Computersysteme sollen energieeffizient sein; gleichzeitig steigt die Komplexität und es müssen immer größere Datenmengen verarbeitet werden. Um die gewünschten Systemeigenschaften zu erreichen, optimiert der Forschungsbereich Cyber-Physical Systems (CPS) des Deutschen Forschungszentrums für Künstliche Intelligenz (DFKI) im Projekt "Maniac" Algorithmen für Approximate Computing auf Basis von binären Entscheidungsdiagrammen.

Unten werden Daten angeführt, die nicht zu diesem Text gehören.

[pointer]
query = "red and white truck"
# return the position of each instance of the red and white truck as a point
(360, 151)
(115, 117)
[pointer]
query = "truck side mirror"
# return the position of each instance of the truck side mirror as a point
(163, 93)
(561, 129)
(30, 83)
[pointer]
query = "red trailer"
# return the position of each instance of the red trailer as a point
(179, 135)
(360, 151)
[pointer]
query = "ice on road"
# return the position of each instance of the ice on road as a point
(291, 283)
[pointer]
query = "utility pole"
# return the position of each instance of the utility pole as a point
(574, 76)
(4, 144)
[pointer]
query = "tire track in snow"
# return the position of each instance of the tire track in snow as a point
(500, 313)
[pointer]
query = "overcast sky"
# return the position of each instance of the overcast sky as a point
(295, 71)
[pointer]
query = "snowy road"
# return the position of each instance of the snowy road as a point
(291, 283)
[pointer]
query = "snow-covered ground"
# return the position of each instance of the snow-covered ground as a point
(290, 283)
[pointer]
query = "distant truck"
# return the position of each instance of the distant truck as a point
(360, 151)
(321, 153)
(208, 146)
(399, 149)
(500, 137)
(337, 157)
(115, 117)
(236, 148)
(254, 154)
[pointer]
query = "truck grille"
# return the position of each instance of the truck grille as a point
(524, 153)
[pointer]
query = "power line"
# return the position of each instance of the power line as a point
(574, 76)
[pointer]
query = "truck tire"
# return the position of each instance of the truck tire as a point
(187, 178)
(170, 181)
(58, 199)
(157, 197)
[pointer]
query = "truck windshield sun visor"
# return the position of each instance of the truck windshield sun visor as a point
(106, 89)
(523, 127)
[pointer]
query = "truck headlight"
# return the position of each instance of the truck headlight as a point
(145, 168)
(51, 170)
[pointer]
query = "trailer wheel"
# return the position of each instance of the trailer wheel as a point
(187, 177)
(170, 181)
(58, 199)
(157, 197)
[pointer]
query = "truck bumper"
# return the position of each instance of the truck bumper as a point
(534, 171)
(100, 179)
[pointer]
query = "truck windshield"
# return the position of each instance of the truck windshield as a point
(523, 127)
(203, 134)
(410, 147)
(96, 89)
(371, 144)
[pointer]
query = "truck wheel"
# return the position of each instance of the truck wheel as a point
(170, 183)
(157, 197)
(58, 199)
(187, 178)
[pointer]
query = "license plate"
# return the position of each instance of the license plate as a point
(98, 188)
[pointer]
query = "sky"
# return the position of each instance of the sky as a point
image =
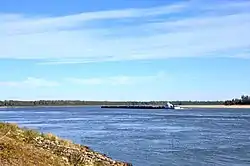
(124, 49)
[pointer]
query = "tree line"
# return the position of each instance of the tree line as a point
(13, 103)
(244, 100)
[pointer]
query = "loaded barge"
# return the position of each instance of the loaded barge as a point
(167, 106)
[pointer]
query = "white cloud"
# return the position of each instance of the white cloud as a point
(118, 80)
(30, 82)
(86, 38)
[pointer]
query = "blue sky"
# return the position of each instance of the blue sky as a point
(124, 49)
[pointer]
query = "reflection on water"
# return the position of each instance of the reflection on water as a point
(148, 137)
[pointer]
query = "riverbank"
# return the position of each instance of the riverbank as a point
(28, 147)
(216, 106)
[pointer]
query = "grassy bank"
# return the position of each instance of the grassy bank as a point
(24, 147)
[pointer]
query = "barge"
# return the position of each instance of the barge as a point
(167, 106)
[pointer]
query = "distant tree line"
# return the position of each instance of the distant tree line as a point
(13, 103)
(244, 100)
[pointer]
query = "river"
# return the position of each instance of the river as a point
(190, 137)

Approximate Computing (AC) – zu Deutsch annäherndes Rechnen – macht sich die Fähigkeit vieler Anwendungen zunutze, eine gewisse Ungenauigkeit bei den Berechnungen zu tolerieren. Durch den Umstand, dass ein exaktes Ergebnis nicht unbedingt notwendig ist, lässt sich eine deutlich bessere Energieeffizienz erreichen. Geringe Abweichungen sind zum Beispiel bei der Verarbeitung multimedialer Inhalte möglich: Aufgrund seiner begrenzten Wahrnehmungsfähigkeit bemerkt der Mensch minimale Differenzen, etwa im Farbton oder in der Tonhöhe, nicht.

Allerdings ergeben sich durch AC neue Anforderungen an den Entwurfsprozess von Hardwaresystemen, denen die CPS-Wissenschaftler durch den Einsatz von binären Entscheidungsdiagrammen (binary decision diagrams, BDDs) begegnen wollen. In dem Projekt sollen BDDs die effiziente Funktionsdarstellung ermöglichen, die auf lange Sicht gegenüber einer Vielzahl von Abweichungen tolerant ist, und dadurch den Entwurf neuer Technologien verbessern.

Die Deutsche Forschungsgemeinschaft (DFG) fördert das Vorhaben über eine Laufzeit von 36 Monaten mit rund 280.000 Euro.